City's mistake costs Raleigh used car business
Posted January 16, 2012
Raleigh, N.C. — Raleigh leaders admit they made mistakes twice when they allowed Campus Auto Repair along Hillsborough Street to start selling used cars on its lot. Now, the owners are demanding the city make things right.
When Saleh Nazleh and his brother, Naser, bought Campus Auto Repair in 2005, they were both looking for a better life.
"I have three kids myself. My brother has six," Nazleh said Monday.
As the auto repair business slowed down, the brothers decided to start selling used cars on the lot.
A Raleigh zoning official came in 2006 and approved them to have up to three vehicles on display for sale.

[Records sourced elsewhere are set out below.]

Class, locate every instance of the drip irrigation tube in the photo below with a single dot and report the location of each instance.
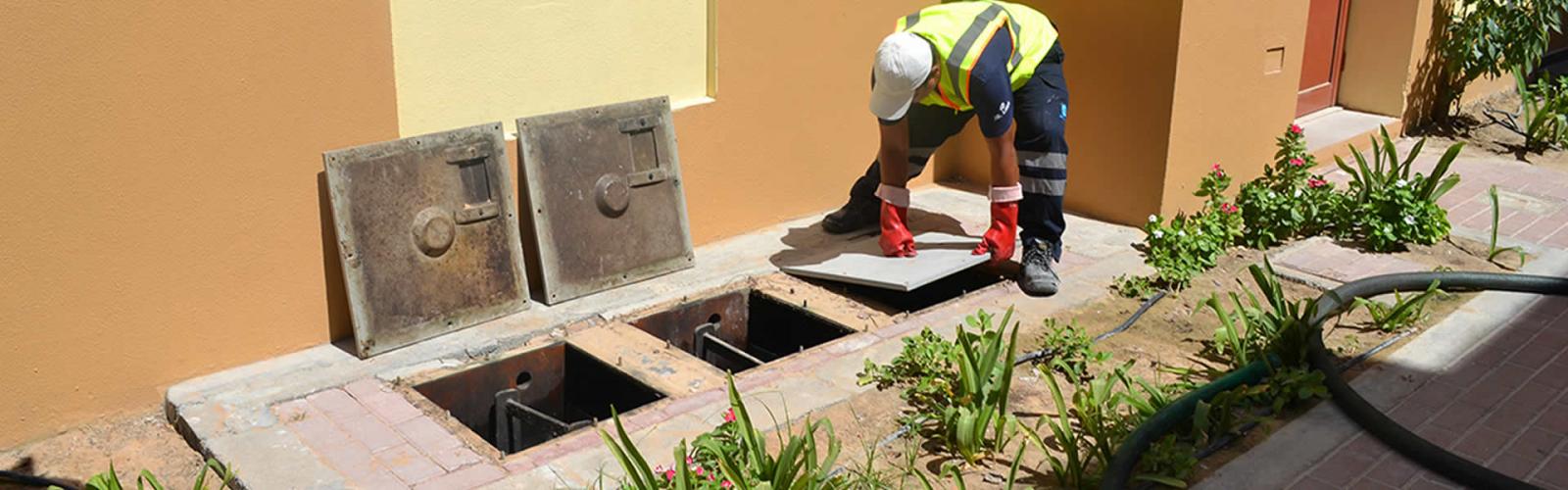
(1126, 323)
(1032, 355)
(1355, 407)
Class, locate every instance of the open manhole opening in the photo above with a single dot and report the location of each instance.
(937, 292)
(535, 396)
(741, 330)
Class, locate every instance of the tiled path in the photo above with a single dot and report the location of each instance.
(1489, 383)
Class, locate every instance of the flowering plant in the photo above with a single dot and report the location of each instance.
(1387, 205)
(734, 454)
(1188, 245)
(1288, 201)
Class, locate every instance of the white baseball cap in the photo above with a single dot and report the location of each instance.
(904, 62)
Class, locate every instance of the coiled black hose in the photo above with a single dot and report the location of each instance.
(1355, 407)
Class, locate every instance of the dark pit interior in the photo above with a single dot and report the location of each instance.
(750, 328)
(535, 396)
(893, 302)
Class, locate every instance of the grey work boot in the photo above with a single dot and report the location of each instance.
(858, 214)
(1037, 276)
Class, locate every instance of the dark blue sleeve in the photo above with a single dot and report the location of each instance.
(992, 86)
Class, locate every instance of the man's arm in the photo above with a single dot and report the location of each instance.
(894, 153)
(1004, 159)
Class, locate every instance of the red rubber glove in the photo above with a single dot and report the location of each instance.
(1004, 232)
(896, 239)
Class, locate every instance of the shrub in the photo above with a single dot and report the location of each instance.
(956, 388)
(1494, 38)
(1288, 201)
(736, 456)
(1388, 205)
(1184, 247)
(1544, 112)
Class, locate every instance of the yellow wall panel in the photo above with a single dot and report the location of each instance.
(472, 62)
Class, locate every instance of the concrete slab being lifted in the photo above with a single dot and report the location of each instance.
(862, 263)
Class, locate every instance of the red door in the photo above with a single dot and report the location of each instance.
(1322, 54)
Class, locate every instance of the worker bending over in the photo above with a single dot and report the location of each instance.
(943, 67)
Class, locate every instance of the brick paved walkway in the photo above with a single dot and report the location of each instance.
(1489, 383)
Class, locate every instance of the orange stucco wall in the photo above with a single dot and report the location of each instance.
(1393, 62)
(1230, 104)
(162, 213)
(1121, 70)
(789, 129)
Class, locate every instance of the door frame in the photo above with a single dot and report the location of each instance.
(1337, 65)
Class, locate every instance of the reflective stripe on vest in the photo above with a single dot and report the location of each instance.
(960, 33)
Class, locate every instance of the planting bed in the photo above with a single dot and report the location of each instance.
(1170, 333)
(1486, 138)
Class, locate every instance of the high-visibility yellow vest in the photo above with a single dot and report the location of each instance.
(960, 31)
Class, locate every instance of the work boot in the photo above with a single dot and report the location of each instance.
(1037, 276)
(858, 214)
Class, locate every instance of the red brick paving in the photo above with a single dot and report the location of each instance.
(378, 440)
(1504, 406)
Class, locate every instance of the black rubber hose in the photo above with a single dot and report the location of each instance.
(31, 481)
(1372, 419)
(1415, 448)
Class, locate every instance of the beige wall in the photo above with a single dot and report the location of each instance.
(474, 62)
(1120, 68)
(162, 216)
(1227, 107)
(791, 127)
(1382, 54)
(1393, 65)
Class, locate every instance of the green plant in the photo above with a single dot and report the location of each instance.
(1288, 200)
(1134, 286)
(110, 479)
(1494, 36)
(1544, 112)
(747, 464)
(1388, 205)
(1102, 412)
(924, 369)
(1492, 247)
(1188, 245)
(977, 422)
(1071, 349)
(1402, 315)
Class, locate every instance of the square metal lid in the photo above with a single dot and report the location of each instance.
(427, 234)
(603, 198)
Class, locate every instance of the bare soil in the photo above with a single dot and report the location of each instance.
(1481, 127)
(137, 442)
(1168, 333)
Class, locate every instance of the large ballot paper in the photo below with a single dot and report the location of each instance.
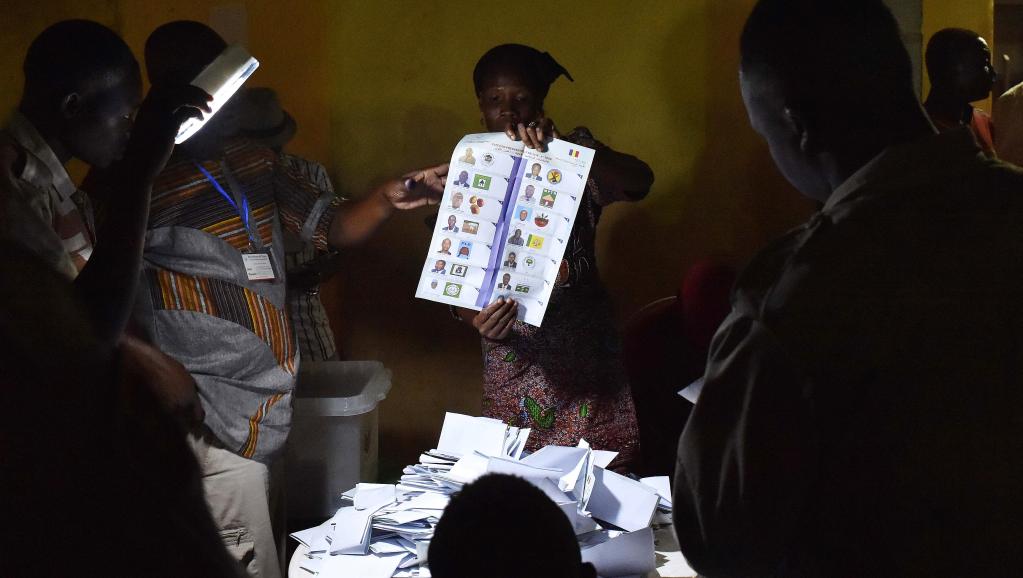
(504, 223)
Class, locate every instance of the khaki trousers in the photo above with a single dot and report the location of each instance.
(236, 492)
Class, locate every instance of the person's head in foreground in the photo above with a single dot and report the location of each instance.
(82, 86)
(829, 85)
(512, 81)
(959, 64)
(502, 526)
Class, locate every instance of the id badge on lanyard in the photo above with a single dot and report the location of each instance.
(258, 260)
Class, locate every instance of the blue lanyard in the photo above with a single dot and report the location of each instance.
(243, 213)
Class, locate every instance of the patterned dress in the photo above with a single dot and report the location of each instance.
(565, 380)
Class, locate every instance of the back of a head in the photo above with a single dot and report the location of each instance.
(502, 526)
(838, 51)
(177, 52)
(73, 56)
(944, 50)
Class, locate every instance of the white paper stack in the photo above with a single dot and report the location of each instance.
(387, 529)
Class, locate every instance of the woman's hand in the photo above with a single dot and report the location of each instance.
(416, 188)
(533, 134)
(494, 322)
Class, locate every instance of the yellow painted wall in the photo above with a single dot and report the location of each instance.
(380, 87)
(655, 79)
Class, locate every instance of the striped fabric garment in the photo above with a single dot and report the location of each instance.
(57, 224)
(233, 335)
(312, 326)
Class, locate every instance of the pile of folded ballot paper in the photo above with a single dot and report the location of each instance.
(387, 528)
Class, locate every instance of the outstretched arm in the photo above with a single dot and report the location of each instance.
(354, 223)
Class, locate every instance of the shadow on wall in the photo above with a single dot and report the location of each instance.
(730, 202)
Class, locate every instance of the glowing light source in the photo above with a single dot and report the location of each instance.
(222, 78)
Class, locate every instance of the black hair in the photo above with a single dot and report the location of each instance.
(834, 50)
(539, 540)
(539, 70)
(177, 52)
(72, 56)
(943, 49)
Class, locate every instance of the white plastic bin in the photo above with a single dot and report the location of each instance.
(332, 444)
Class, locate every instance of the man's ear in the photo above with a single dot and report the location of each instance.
(71, 105)
(801, 124)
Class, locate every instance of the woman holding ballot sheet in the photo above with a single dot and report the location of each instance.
(565, 379)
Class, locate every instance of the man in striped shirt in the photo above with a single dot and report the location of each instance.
(215, 289)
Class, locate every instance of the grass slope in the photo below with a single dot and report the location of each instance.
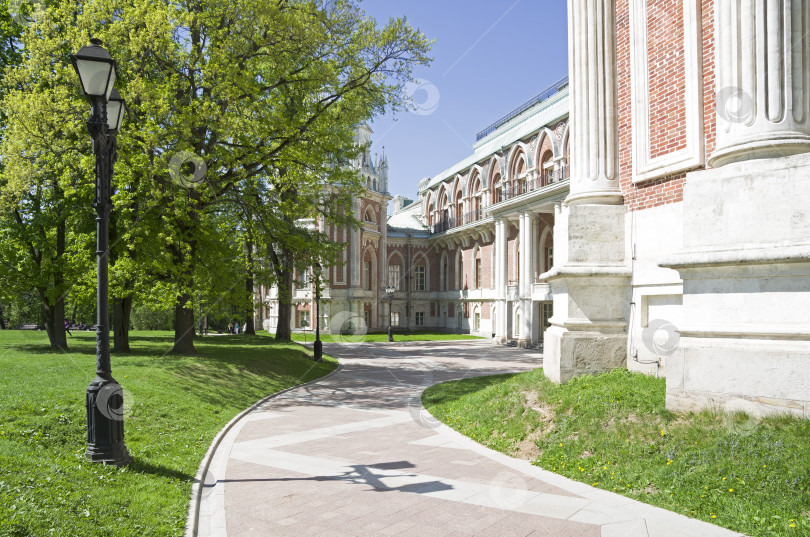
(176, 405)
(612, 431)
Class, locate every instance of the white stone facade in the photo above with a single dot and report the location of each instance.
(679, 243)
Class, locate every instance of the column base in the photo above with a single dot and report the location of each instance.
(573, 354)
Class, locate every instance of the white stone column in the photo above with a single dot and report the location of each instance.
(500, 279)
(763, 79)
(382, 281)
(593, 108)
(590, 280)
(356, 264)
(528, 222)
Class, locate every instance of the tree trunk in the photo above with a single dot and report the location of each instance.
(183, 327)
(55, 321)
(249, 325)
(285, 285)
(122, 308)
(55, 311)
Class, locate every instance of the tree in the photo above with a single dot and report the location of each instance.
(44, 196)
(248, 89)
(209, 77)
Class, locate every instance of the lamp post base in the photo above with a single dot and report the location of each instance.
(105, 423)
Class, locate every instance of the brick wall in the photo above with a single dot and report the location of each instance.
(667, 82)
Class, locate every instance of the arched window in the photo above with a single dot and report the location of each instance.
(478, 273)
(475, 198)
(546, 167)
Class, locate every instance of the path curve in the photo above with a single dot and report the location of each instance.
(357, 455)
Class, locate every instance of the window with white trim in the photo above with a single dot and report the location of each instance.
(419, 278)
(395, 276)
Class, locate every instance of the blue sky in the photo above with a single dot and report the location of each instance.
(488, 58)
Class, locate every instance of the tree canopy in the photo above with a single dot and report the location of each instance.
(240, 121)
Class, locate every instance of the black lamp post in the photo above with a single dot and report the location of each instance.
(389, 291)
(105, 421)
(317, 347)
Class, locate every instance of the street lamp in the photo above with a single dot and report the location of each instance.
(389, 291)
(317, 347)
(105, 401)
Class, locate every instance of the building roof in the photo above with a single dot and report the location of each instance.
(532, 119)
(407, 221)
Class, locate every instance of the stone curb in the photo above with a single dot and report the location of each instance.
(193, 518)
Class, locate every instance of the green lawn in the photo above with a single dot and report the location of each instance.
(613, 432)
(382, 337)
(176, 405)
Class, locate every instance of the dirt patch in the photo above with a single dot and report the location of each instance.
(544, 411)
(527, 448)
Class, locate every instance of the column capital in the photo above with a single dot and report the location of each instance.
(593, 108)
(763, 92)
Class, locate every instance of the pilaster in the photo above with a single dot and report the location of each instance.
(590, 279)
(763, 82)
(593, 109)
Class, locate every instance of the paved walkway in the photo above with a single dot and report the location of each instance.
(357, 455)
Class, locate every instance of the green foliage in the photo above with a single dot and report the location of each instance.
(613, 431)
(144, 318)
(266, 94)
(174, 408)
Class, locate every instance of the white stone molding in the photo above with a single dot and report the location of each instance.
(593, 108)
(763, 79)
(693, 155)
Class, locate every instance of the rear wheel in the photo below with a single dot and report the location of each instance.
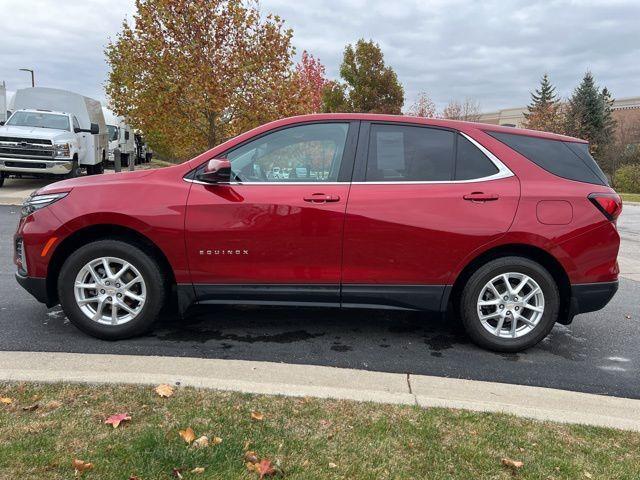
(111, 289)
(509, 304)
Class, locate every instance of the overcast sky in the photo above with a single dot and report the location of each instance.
(493, 51)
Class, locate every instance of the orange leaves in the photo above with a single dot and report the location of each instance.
(164, 390)
(80, 466)
(117, 419)
(187, 435)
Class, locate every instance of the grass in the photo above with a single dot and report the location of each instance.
(630, 197)
(306, 438)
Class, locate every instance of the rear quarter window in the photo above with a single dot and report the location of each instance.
(570, 160)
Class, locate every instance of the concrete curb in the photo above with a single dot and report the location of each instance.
(324, 382)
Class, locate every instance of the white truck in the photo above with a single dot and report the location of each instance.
(52, 133)
(121, 137)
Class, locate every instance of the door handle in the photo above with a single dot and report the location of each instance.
(321, 198)
(480, 197)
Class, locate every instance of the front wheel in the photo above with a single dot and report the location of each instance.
(111, 289)
(509, 304)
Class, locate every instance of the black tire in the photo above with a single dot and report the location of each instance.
(156, 289)
(474, 286)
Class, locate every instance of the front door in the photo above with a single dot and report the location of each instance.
(426, 199)
(275, 233)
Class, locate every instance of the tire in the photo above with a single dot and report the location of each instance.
(529, 333)
(154, 292)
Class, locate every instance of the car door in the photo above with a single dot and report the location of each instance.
(274, 234)
(423, 199)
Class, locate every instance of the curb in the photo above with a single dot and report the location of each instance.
(324, 382)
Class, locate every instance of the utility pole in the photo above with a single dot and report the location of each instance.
(33, 81)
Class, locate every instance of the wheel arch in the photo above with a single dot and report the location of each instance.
(100, 232)
(536, 254)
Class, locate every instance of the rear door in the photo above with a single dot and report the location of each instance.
(423, 199)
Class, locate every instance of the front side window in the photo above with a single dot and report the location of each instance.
(40, 120)
(408, 153)
(304, 153)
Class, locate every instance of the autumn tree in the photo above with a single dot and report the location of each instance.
(467, 110)
(311, 81)
(369, 86)
(192, 73)
(545, 110)
(423, 107)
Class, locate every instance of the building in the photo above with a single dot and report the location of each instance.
(626, 111)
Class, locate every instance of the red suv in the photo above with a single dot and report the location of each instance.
(513, 229)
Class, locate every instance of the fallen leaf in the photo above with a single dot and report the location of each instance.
(80, 466)
(258, 416)
(187, 435)
(164, 390)
(265, 469)
(117, 419)
(507, 462)
(250, 457)
(201, 442)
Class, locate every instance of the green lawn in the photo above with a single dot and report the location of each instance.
(630, 197)
(303, 438)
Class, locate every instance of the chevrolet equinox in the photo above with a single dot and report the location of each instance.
(513, 230)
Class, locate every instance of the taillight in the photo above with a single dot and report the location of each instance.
(609, 204)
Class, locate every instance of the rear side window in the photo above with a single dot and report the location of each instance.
(570, 160)
(407, 153)
(471, 163)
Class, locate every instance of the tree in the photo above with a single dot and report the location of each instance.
(191, 74)
(369, 85)
(423, 107)
(545, 110)
(589, 115)
(468, 110)
(310, 76)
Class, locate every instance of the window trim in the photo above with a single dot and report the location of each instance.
(345, 174)
(362, 158)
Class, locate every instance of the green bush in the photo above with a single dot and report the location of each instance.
(627, 179)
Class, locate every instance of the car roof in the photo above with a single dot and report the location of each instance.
(455, 124)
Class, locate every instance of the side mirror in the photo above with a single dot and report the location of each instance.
(216, 171)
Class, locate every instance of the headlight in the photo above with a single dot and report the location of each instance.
(36, 202)
(62, 150)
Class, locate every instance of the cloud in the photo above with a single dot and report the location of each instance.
(493, 51)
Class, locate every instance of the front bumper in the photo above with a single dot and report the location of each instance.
(35, 166)
(36, 287)
(589, 297)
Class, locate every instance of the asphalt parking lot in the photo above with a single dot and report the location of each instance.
(598, 353)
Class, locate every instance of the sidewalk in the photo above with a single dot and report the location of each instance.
(324, 382)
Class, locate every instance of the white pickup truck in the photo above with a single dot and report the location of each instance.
(52, 133)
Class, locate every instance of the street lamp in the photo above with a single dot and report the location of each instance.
(33, 82)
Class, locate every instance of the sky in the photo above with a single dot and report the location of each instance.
(493, 51)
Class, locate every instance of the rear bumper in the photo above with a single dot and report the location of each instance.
(589, 297)
(36, 287)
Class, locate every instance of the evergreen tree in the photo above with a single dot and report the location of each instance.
(545, 110)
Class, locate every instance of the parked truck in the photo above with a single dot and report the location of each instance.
(52, 133)
(121, 138)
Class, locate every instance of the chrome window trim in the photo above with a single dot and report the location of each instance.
(503, 172)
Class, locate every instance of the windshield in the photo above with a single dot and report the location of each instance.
(113, 132)
(40, 120)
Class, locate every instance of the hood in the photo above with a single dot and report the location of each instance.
(94, 181)
(35, 132)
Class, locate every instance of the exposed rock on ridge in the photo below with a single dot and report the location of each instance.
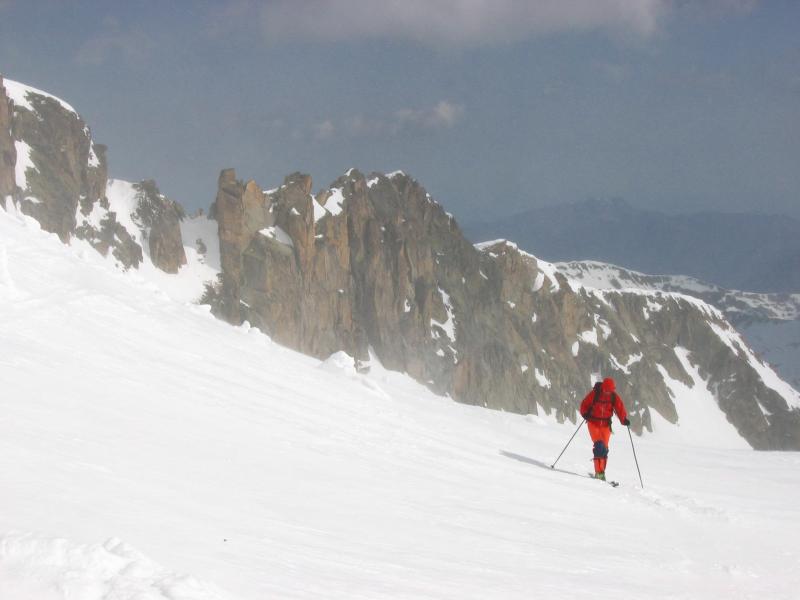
(8, 153)
(50, 166)
(377, 264)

But the brothers weren't able to raise the $5,000 needed to afford a dealer's license and insurance.
So, in 2010 they went through the process again because their zoning approval had expired. They painted the building, got signs, cleaned up the parking lot like the city asked them to and purchased dealer's licenses and insurance.
"We wanted to do it the right way, so we could go to the auction and buy a car (and) report every car we sell and pay our taxes," Nazleh said.
Another inspector came out and approved them to sell two cars in two allotted spaces.
"Business got even slower after that – and yes, I decided to display more than just two cars," Nazleh said. "I’m not blocking the sidewalks...I’m not having problems with any neighbors."
Recently, Nazleh received a letter from the city manager's office stating that the city "made a mistake" issuing a license to him to sell used cars in the first place because of zoning issues.
The city council agreed that used cars along Hillsborough Street just don't work.
"We've been working on Hillsborough Street a long time to change the mindset of what it is, so I do agree that doesn't need to be there," Councilman John Odom said. "It was a mistake. We make mistakes."
But Odom said he feels the city should at least give the Nazlehs a chance to make back some of the money they spent on the licenses and the cars.
Nazleh said he’s asked the city to allow them to sell two cars at a time on the lot until their dealer's license expires in September.
"We don't want them to change the guidelines of the city. If that's what it is, that's what it is, but you guys made a mistake. Please let us sell cars until our license expires," Nazleh said.
City Attorney Thomas McCormick is looking into a compromise that would allow the men to sell cars until the license expires. He is expected to report that information to the city council on Tuesday.